Real-Housewives-New-Jersey-DinaEach week, as I watch Real Housewives of New Jersey, I can't help but think of Harlan Ellison. Wait! Wait! Don't run away! Stay with me here for a minute!

I realize you're thinking: dude, you've lost your mind. And you may not be wrong. But as I study and analyze the violent spirals of drama and insanity that envelop these women - especially Danielle, our rancid and fascinating PROSTITUTIONWHORE! - like the black buzzing halo encircling the lord of the flies, the phrase that keeps leaping unbidden into my mind is one that Robert Bloch (author of Psycho, among other things) once used to describe übergenius short story writer Harlan Ellison: "He's the only organism that thrives in hot water." 

Am I comparing Ellison to PROSTITUTIONWHORE! in any serious way? Crimony, no. One is among the finest American writers of the 20th century; the other is... uh... a PROSTITUTIONWHORE! That said, they both seem irrevocably drawn towards situations defined by heat and conflict, the likes of which generally motivate people to run as quickly as they can in the opposite direction. Kind of like the title monster from Predator.

Danielle-real-housewives-new-jersey Predator

And on that note... allow me to grab the conch and present to you this week's Real Housewives of New Jersey:

• And we launch with... energetic shushing! I'd completely forgotten - or blocked out, more accurately - that Bravo had completely fucked us over last week by breaking up the big PROSTITUTIONWHORE!-slash-Captain-Zentastic showcase showdown into a two-episode fiasco.
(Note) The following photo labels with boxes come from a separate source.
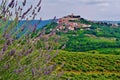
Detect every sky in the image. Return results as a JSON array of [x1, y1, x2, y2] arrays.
[[2, 0, 120, 21]]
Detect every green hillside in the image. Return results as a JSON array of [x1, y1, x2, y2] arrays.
[[0, 19, 120, 80]]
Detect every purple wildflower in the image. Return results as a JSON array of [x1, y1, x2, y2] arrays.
[[8, 0, 15, 7]]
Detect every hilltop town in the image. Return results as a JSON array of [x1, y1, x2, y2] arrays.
[[57, 14, 91, 30]]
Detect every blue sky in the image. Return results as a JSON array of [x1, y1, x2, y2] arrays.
[[5, 0, 120, 20]]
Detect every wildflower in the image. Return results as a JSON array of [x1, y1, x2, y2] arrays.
[[9, 49, 16, 56], [38, 6, 41, 12], [8, 0, 15, 7], [23, 0, 26, 6], [37, 0, 42, 7]]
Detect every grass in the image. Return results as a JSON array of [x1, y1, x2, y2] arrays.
[[53, 51, 120, 80]]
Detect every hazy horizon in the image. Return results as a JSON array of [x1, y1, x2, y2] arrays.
[[4, 0, 120, 21]]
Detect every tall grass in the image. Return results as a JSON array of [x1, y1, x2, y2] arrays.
[[0, 0, 62, 80]]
And yet... here we are, back in the restaurant. And they're shushing each other!

• Am I the only one who sees PROSTITUTIONWHORE! trying to trash Zentastic in the cutaway "here's what I was thinking" sequences they intersperse into the "live action" - her Jersey accent getting thicker and thicker with each newly-spewed bit'o'invective - and starts having flashbacks to Lorraine Bracco in Goodfellas?

• Anyhow. They howl at each other - grabbing the attention of pretty much everyone in the restaurant - and then Zentastic tells her, "You're crazy." At which point PROSTITUTIONWHORE's head spins around and she starts vomiting green goo.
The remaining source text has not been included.